Ancestor Spotlight: Aaron Bradshaw Goodwill

 I can’t tell you how much I love, how beautiful of an escape it is for me, to walk the trails my ancestors have left for me. To research them is to research myself and truly learn more about who I am. Their stories have informed my own and I love to see these connections. I wish I had more to write about in this interim, but I’m excited to slowly explore people and subject. I know the first few weeks I dropped a lot of info, but I’d collected that information years ago. Now I’m collecting new information and forming new ideas, so it’s going to take a little longer. I hope you’ll forgive the long pauses between posts, but I promise to try to make it worth the wait.


I have someone new to introduce to you today. I hadn’t known he’d existed till a few years ago, and I decided to delve into who he was and his story. Aaron Bradshaw Goodwill is my 3x great grandfather and he’d enlisted in the Civil War and died while in service. I hadn’t thought to look into his regiment or his activities until today and here is what I found…

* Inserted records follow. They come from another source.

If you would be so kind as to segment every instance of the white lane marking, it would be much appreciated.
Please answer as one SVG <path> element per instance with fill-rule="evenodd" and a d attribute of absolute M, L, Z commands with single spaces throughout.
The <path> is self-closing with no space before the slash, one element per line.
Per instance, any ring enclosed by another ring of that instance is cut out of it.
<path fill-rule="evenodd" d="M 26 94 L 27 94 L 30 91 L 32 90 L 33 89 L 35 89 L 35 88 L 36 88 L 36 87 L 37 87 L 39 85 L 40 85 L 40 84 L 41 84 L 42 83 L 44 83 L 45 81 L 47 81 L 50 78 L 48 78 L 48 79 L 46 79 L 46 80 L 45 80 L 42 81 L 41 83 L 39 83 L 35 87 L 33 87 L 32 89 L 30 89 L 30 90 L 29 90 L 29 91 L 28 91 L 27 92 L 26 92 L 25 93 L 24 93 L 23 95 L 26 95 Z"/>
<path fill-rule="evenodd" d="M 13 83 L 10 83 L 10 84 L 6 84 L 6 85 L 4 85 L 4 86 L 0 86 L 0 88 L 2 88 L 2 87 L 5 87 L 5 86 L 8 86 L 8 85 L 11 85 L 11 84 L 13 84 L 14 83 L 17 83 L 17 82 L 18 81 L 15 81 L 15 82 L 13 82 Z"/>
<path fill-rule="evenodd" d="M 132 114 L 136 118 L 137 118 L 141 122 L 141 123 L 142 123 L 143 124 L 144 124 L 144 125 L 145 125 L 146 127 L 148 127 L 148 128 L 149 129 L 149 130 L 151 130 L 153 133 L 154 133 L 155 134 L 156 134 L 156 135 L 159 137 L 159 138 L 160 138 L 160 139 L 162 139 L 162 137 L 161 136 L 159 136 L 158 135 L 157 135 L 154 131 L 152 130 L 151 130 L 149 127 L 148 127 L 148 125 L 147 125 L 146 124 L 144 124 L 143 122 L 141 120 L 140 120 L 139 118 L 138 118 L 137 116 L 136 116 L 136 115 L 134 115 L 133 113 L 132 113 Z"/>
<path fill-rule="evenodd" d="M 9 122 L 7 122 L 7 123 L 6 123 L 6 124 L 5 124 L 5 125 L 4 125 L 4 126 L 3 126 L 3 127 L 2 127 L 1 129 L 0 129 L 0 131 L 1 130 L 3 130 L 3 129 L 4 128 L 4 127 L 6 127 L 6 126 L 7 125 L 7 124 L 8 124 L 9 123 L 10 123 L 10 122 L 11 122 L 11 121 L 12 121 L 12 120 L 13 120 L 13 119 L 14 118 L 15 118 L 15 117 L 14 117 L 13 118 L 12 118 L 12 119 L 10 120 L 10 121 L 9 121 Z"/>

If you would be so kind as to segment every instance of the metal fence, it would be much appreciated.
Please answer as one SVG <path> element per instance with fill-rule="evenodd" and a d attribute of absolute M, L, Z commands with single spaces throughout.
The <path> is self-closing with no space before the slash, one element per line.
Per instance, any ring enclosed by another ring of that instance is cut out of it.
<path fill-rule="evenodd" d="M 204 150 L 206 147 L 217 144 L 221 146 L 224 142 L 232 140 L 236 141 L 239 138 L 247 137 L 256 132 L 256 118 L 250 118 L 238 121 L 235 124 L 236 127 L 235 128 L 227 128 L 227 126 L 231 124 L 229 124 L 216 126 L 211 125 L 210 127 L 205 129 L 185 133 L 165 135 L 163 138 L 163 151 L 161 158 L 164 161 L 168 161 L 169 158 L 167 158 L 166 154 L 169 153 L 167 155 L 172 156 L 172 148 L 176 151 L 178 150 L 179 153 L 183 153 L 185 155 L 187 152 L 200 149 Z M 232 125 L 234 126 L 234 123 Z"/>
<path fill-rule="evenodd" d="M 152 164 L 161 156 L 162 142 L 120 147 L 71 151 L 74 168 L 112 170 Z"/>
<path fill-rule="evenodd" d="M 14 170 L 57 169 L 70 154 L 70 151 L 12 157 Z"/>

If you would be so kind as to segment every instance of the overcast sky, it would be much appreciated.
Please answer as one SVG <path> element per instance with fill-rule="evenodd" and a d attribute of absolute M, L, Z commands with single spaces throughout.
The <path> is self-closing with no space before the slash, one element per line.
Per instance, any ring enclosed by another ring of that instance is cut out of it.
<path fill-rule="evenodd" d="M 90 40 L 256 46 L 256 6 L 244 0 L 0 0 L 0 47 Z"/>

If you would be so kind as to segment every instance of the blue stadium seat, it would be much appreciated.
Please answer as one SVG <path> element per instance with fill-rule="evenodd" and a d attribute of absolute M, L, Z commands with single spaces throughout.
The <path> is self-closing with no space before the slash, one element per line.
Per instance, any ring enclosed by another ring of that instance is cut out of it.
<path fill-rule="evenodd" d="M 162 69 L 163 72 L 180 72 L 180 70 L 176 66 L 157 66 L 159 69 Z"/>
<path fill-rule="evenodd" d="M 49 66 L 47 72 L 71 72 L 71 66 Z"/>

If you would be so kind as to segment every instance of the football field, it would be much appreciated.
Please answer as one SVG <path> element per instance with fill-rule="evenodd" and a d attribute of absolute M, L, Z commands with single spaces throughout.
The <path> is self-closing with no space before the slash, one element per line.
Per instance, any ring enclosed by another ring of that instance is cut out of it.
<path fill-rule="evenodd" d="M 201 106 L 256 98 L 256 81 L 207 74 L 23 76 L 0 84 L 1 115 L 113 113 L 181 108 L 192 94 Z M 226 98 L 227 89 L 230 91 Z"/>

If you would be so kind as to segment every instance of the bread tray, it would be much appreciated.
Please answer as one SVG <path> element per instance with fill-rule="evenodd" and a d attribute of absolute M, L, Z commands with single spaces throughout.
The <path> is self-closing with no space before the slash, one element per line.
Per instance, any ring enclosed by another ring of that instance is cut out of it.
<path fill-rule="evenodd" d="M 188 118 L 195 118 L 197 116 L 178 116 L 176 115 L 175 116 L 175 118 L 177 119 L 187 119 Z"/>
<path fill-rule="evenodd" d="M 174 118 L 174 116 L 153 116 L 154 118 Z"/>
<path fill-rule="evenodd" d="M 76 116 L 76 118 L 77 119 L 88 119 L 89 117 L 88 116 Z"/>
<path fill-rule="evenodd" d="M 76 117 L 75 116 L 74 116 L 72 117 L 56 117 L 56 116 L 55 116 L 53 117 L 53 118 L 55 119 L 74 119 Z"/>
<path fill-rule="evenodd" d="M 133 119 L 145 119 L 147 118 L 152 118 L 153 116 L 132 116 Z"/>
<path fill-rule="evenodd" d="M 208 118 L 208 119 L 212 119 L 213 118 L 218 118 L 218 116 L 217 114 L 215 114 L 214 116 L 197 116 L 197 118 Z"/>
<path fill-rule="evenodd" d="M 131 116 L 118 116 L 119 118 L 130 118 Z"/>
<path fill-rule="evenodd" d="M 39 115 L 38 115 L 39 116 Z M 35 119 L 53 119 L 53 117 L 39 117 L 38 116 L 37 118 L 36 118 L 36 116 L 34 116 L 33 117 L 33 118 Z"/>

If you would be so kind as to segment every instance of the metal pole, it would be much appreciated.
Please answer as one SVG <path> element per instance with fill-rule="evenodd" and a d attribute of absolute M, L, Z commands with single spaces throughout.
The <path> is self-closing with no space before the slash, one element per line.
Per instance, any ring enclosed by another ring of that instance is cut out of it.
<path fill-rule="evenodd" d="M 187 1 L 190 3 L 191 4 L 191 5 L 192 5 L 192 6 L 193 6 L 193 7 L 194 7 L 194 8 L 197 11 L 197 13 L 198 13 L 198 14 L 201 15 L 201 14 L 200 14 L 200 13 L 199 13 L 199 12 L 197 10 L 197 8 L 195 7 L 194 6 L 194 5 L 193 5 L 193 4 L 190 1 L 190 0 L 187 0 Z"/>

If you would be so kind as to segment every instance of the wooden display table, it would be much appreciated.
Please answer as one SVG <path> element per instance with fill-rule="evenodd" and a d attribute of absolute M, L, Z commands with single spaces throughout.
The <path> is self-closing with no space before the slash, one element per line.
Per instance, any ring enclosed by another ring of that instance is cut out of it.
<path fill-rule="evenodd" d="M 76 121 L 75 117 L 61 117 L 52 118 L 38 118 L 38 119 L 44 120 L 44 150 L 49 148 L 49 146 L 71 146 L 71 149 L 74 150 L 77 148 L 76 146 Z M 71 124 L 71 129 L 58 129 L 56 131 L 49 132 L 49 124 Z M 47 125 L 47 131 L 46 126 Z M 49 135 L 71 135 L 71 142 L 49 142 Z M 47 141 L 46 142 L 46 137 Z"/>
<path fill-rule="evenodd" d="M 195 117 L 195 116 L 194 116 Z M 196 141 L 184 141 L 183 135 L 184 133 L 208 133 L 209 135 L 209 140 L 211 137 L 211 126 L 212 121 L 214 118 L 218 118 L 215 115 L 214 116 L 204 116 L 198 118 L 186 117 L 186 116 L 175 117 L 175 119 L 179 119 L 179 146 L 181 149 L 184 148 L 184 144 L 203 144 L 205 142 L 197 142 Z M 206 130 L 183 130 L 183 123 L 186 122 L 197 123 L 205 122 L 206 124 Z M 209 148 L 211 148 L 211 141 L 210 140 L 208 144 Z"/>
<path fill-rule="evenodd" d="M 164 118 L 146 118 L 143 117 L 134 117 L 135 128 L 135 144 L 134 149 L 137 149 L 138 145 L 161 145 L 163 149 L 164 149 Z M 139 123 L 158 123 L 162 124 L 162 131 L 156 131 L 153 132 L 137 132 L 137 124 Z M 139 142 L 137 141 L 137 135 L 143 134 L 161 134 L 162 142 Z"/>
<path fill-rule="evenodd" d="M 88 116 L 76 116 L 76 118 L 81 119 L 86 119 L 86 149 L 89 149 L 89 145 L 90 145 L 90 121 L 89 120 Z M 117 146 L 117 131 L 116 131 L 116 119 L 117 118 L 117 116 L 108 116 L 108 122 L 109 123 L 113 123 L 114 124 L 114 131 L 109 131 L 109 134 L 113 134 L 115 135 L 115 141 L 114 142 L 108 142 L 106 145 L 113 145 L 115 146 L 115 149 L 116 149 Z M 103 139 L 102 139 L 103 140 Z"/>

Aaron Bradshaw Goodwill was born March 27, 1837. His father, whose name was also Aaron, was a cooper and from Massachusetts. He had several siblings who all had dope names like Omri, Justice, and Osker. He married his wife Mary sometime near 1857 or 8 as my 2x great-grandfather, Perry, was born in 1858. In February of 1964, near the end of the Civil War, he enlisted in the 111th Pennsylvania Infantry. 


Monument to the 111th
PA Infantry, Gettysburg
According to the Wikipedia page about this regiment, “The 111th was recruited in the counties of Erie, Warren and Crawford and its organization was completed at Erie on Jan. 24, 1862, when it was mustered in for three years' service.” The 111th were present at multiple Civil War battles, including some that were rather close to home for many of my family in Tennessee, and to me as I live in Virginia. They were present at Gettysburg, Antietam,and the entire Chattanooga Campaign including Lookout Mountain, Missionary Ridge, and Ringgold Gap.

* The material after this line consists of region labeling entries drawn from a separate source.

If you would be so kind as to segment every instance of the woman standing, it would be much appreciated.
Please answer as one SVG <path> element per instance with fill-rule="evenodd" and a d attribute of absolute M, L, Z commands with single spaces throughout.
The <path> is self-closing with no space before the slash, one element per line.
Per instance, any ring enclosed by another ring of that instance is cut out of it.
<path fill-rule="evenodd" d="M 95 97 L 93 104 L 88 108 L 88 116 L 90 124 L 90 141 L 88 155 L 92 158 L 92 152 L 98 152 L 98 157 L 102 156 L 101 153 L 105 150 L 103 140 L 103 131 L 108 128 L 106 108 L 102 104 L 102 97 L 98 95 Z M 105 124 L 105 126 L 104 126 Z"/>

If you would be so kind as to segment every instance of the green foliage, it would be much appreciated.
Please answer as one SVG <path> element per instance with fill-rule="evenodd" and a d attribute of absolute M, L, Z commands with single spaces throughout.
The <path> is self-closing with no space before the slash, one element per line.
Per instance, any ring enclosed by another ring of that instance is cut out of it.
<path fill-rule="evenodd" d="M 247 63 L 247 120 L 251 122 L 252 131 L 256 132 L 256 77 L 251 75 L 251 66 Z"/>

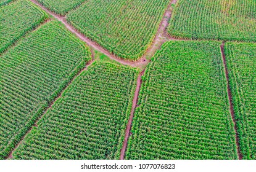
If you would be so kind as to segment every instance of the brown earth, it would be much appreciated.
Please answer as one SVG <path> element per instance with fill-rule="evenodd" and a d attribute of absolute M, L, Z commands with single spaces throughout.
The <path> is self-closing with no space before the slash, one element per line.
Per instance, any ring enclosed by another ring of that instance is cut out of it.
<path fill-rule="evenodd" d="M 135 108 L 137 107 L 138 98 L 139 96 L 139 89 L 141 88 L 141 82 L 142 82 L 141 76 L 144 74 L 144 71 L 142 71 L 139 74 L 137 79 L 137 87 L 136 87 L 134 96 L 133 100 L 133 106 L 132 106 L 131 110 L 131 114 L 130 115 L 128 123 L 127 123 L 126 130 L 125 131 L 125 141 L 123 141 L 123 148 L 121 150 L 121 155 L 120 157 L 120 160 L 125 159 L 125 151 L 126 150 L 126 147 L 127 147 L 127 143 L 128 143 L 128 140 L 129 139 L 129 136 L 131 133 L 131 124 L 133 122 L 133 115 L 134 114 Z"/>

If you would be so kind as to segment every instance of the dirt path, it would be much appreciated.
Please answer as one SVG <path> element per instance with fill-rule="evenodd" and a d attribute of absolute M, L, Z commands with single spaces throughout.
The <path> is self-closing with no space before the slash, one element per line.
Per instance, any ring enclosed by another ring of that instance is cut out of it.
<path fill-rule="evenodd" d="M 226 65 L 226 57 L 224 53 L 224 42 L 222 42 L 221 45 L 220 45 L 220 50 L 221 51 L 221 56 L 223 60 L 223 64 L 225 68 L 225 76 L 226 79 L 227 80 L 227 89 L 228 89 L 228 100 L 229 102 L 229 108 L 230 108 L 230 113 L 231 114 L 233 122 L 234 123 L 234 131 L 236 132 L 236 144 L 237 147 L 237 156 L 239 160 L 242 159 L 242 155 L 241 152 L 240 146 L 239 146 L 239 139 L 238 138 L 238 133 L 237 133 L 237 127 L 236 125 L 236 121 L 234 118 L 234 106 L 232 103 L 232 96 L 231 96 L 231 92 L 230 90 L 230 85 L 229 85 L 229 80 L 228 77 L 228 71 Z"/>
<path fill-rule="evenodd" d="M 176 4 L 176 1 L 177 0 L 173 0 L 168 6 L 167 9 L 166 10 L 163 19 L 159 25 L 159 28 L 157 29 L 157 33 L 154 41 L 150 48 L 142 57 L 144 60 L 146 60 L 147 63 L 149 63 L 149 59 L 155 54 L 157 50 L 160 49 L 162 45 L 164 42 L 170 40 L 180 40 L 178 39 L 175 39 L 174 38 L 171 38 L 167 34 L 167 28 L 169 23 L 169 20 L 171 17 L 171 4 Z"/>
<path fill-rule="evenodd" d="M 86 66 L 82 69 L 78 73 L 77 73 L 77 74 L 69 82 L 69 83 L 65 87 L 65 88 L 62 90 L 62 91 L 60 92 L 60 93 L 59 95 L 58 96 L 57 96 L 54 100 L 51 103 L 51 104 L 45 109 L 44 113 L 43 113 L 43 114 L 36 120 L 36 122 L 34 123 L 33 126 L 32 126 L 30 129 L 29 130 L 28 130 L 28 131 L 27 131 L 26 134 L 25 134 L 25 135 L 22 138 L 21 140 L 20 141 L 20 142 L 15 146 L 15 147 L 12 149 L 12 150 L 10 152 L 10 154 L 9 154 L 8 157 L 7 157 L 7 159 L 12 159 L 13 158 L 12 156 L 12 154 L 14 152 L 15 150 L 16 150 L 16 149 L 19 146 L 20 146 L 20 144 L 22 143 L 22 141 L 23 141 L 24 138 L 27 136 L 27 135 L 30 133 L 31 130 L 32 130 L 32 127 L 38 127 L 37 125 L 37 123 L 38 122 L 38 121 L 43 117 L 43 115 L 44 115 L 44 114 L 47 112 L 47 111 L 48 111 L 48 109 L 49 109 L 50 108 L 52 108 L 52 105 L 54 104 L 54 103 L 59 99 L 62 96 L 62 93 L 67 88 L 67 87 L 71 84 L 71 83 L 73 82 L 73 81 L 78 76 L 80 75 L 80 74 L 87 69 L 88 67 L 89 66 L 90 66 L 91 64 L 91 63 L 93 63 L 93 62 L 94 61 L 94 60 L 91 60 L 90 61 L 89 61 L 87 64 Z"/>
<path fill-rule="evenodd" d="M 144 74 L 144 71 L 142 71 L 139 75 L 138 79 L 137 79 L 137 87 L 136 87 L 135 92 L 134 92 L 134 96 L 133 97 L 133 106 L 131 110 L 131 114 L 130 115 L 128 123 L 126 125 L 126 130 L 125 131 L 125 140 L 123 141 L 123 147 L 121 150 L 121 155 L 120 159 L 123 160 L 125 159 L 125 152 L 126 150 L 127 147 L 127 143 L 128 140 L 129 139 L 130 133 L 131 133 L 131 124 L 133 123 L 133 115 L 134 114 L 135 108 L 137 107 L 137 102 L 138 102 L 138 98 L 139 96 L 139 89 L 141 88 L 141 76 Z"/>
<path fill-rule="evenodd" d="M 32 2 L 33 3 L 35 4 L 36 5 L 37 5 L 38 6 L 39 6 L 39 7 L 41 7 L 43 10 L 44 10 L 47 14 L 51 15 L 56 19 L 61 22 L 65 25 L 65 26 L 67 28 L 67 29 L 68 29 L 70 32 L 75 34 L 81 41 L 86 43 L 86 44 L 88 46 L 96 49 L 96 50 L 101 52 L 104 55 L 108 56 L 110 59 L 114 60 L 119 62 L 121 64 L 123 64 L 125 65 L 129 65 L 133 67 L 139 67 L 141 64 L 146 64 L 147 61 L 145 61 L 145 60 L 142 59 L 142 58 L 136 61 L 126 61 L 125 60 L 122 60 L 122 59 L 120 59 L 114 55 L 109 53 L 105 49 L 101 47 L 96 42 L 92 41 L 91 40 L 90 40 L 89 39 L 85 36 L 83 34 L 81 34 L 78 30 L 75 29 L 71 25 L 70 25 L 67 22 L 65 17 L 62 17 L 59 15 L 57 15 L 54 12 L 52 12 L 51 11 L 47 9 L 44 7 L 43 5 L 41 5 L 41 4 L 39 4 L 38 2 L 37 2 L 35 0 L 30 0 L 30 1 Z"/>

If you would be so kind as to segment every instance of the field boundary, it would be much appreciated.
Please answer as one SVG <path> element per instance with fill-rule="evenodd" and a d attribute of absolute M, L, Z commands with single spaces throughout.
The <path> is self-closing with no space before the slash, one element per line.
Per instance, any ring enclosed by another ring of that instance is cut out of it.
<path fill-rule="evenodd" d="M 12 149 L 12 150 L 10 152 L 10 153 L 9 154 L 8 156 L 6 157 L 6 159 L 12 159 L 13 158 L 12 156 L 12 154 L 13 152 L 16 150 L 16 149 L 20 145 L 20 144 L 22 143 L 22 141 L 24 140 L 24 138 L 27 136 L 27 135 L 28 135 L 28 134 L 29 133 L 30 133 L 30 131 L 31 131 L 31 130 L 33 129 L 33 127 L 37 127 L 37 123 L 38 122 L 38 121 L 43 117 L 43 115 L 44 115 L 44 114 L 47 112 L 47 111 L 51 109 L 52 106 L 52 105 L 54 104 L 54 103 L 59 99 L 62 96 L 62 93 L 64 93 L 64 92 L 67 89 L 67 88 L 68 87 L 68 86 L 73 82 L 73 81 L 78 77 L 79 76 L 81 73 L 82 72 L 83 72 L 85 70 L 87 70 L 88 68 L 93 63 L 93 62 L 94 61 L 94 59 L 92 59 L 91 60 L 90 60 L 89 62 L 87 63 L 87 64 L 86 64 L 85 67 L 84 67 L 81 70 L 80 70 L 68 83 L 68 84 L 67 84 L 67 85 L 65 86 L 65 87 L 62 89 L 62 90 L 60 92 L 60 93 L 59 94 L 59 95 L 57 96 L 56 96 L 54 100 L 50 103 L 50 104 L 49 106 L 47 106 L 47 108 L 46 108 L 45 109 L 44 109 L 43 111 L 43 113 L 36 119 L 36 120 L 35 121 L 35 122 L 34 123 L 34 125 L 33 125 L 26 132 L 26 133 L 23 136 L 22 136 L 22 138 L 21 138 L 21 139 L 20 140 L 20 141 L 16 144 L 16 146 L 14 147 L 14 149 Z"/>
<path fill-rule="evenodd" d="M 239 160 L 242 160 L 242 155 L 241 152 L 241 148 L 240 148 L 240 145 L 239 145 L 239 138 L 238 137 L 238 133 L 237 133 L 237 127 L 236 124 L 236 120 L 234 117 L 234 105 L 232 102 L 232 95 L 231 95 L 231 91 L 230 89 L 231 87 L 229 85 L 229 76 L 228 76 L 228 66 L 227 66 L 226 61 L 226 56 L 225 56 L 225 52 L 224 52 L 224 45 L 225 45 L 225 42 L 223 41 L 220 45 L 220 50 L 221 52 L 221 57 L 222 57 L 222 59 L 223 61 L 223 64 L 224 64 L 224 68 L 225 70 L 225 77 L 226 79 L 226 82 L 227 82 L 227 92 L 228 92 L 228 100 L 229 103 L 229 111 L 231 115 L 232 121 L 234 124 L 234 130 L 236 133 L 236 149 L 237 149 L 237 157 Z"/>
<path fill-rule="evenodd" d="M 125 130 L 125 140 L 123 141 L 123 147 L 121 149 L 121 154 L 120 154 L 120 160 L 124 160 L 125 157 L 125 152 L 127 148 L 128 141 L 129 139 L 130 135 L 131 134 L 131 125 L 133 123 L 133 116 L 134 114 L 135 109 L 136 108 L 138 107 L 137 106 L 138 99 L 139 97 L 139 90 L 141 88 L 141 82 L 142 82 L 141 77 L 143 76 L 144 71 L 145 70 L 143 70 L 142 72 L 141 72 L 137 79 L 137 86 L 136 87 L 136 90 L 134 92 L 134 95 L 133 96 L 133 105 L 131 107 L 131 114 L 129 117 L 128 122 L 126 125 L 126 129 Z"/>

Cave Hill Cemetery Louisville, KY
(📷: Millie Farmer)
When Aaron volunteered, he would have been on the way to Chattanooga, and then later Atlanta, both of which areas now are home to the majority of my Goodwill extended family. Aaron never made it further south than Louisville, Kentucky. He enlisted in February and had passed by July, having died from chronic dysentery over 450 miles from his home, at Brown General Hospital. He’s buried in Cave Hill Cemetery in Louisville. He was only 27 years old. 

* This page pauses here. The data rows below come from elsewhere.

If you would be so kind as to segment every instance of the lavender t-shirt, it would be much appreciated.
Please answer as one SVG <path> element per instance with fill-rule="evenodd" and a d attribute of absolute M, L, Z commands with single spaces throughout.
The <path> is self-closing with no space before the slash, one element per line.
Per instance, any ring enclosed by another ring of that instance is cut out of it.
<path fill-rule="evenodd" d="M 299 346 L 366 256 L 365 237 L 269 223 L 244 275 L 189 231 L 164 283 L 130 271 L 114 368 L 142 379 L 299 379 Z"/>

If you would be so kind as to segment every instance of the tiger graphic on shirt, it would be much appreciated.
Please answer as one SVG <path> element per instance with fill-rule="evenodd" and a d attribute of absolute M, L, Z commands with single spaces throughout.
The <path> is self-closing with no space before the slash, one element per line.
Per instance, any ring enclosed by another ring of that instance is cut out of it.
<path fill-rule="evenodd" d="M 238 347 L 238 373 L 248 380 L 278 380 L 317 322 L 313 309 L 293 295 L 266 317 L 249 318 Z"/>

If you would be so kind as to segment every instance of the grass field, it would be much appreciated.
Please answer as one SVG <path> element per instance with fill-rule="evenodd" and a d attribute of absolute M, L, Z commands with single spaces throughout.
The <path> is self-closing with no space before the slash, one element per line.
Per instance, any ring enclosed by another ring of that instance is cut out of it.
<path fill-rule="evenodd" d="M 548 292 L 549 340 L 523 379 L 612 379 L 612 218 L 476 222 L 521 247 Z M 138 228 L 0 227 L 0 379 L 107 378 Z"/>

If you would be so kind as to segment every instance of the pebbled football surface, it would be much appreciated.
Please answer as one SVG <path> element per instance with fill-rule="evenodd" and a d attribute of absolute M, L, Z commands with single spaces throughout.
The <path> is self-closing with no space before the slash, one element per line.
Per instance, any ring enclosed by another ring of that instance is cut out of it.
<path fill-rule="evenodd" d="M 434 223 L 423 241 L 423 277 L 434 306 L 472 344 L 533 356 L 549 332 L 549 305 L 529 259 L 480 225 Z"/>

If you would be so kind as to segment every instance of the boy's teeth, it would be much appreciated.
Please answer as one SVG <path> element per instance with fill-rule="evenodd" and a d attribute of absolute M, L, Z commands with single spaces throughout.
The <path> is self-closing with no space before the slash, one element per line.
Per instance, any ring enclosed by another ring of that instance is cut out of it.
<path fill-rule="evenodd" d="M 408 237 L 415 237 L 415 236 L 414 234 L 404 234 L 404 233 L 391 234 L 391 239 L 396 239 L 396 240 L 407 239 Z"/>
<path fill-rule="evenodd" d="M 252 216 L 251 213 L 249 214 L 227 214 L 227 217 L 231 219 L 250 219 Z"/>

Back home in Pennsylvania, his wife was left to raise her son Peter, or Perry as he was known, on her own. In 1865 Mary was in New York, living with her parents, having left Perry and any siblings, I imagine, with his grandparents in Crawford, PA. Mary later remarried a man named Andrew Smith and they had several children together.


Mary Goodwill Smith and her
second husband Andrew Smith
I hadn’t known I’d had any Goodwill relatives in the Civil War, but here he is. He never saw battle, but he volunteered to fight. I’m glad to find him on the right side of history, however brief his involvement. May he rest peacefully.